Valorizzare il dialetto: verso una legge regionale

Valorizzare il dialetto: verso una legge regionale
Il Comune di San Colombano Certenoli è tra gli aderenti

Oggi in discussione in commissione la proposta sottoscritta, tra gli altri, da Muzio e Puggioni. Esiste anche una proposta di legge lanciata dall’associazione “Che l’inse!” attraverso una ventina di Comuni.

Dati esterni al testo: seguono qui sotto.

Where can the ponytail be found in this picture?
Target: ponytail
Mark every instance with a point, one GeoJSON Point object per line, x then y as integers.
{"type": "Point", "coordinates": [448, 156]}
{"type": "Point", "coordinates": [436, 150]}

Torna oggi in discussione, alla Terza Commissione Permanente del consiglio regionale, la proposta di legge, questa volta firmata da Muzio, Vaccarezza, Puggioni e Ardenti (due Forza Italia e due Lega) per la “Promozione, tutela e conservazione della lingua ligure e delle sue varianti”. Le due precedenti proposte erano state ritirate dopo l’audizione di esperti che ne hanno messo in luce gli evidenti rischi di incostituzionalità. Sullo stesso tema, esiste anche una proposta di legge, frutto di un’iniziativa popolare animata dall’associazione “Che l’inse!”, arrivata in Regione grazie alla sottoscrizione di una ventina di Comuni, tra cui Leivi, Mezzanego, Ne, Cogorno, San Colombano Certenoli e Zoagli. L’associazione chiede dunque che anche questo testo venga preso in esame.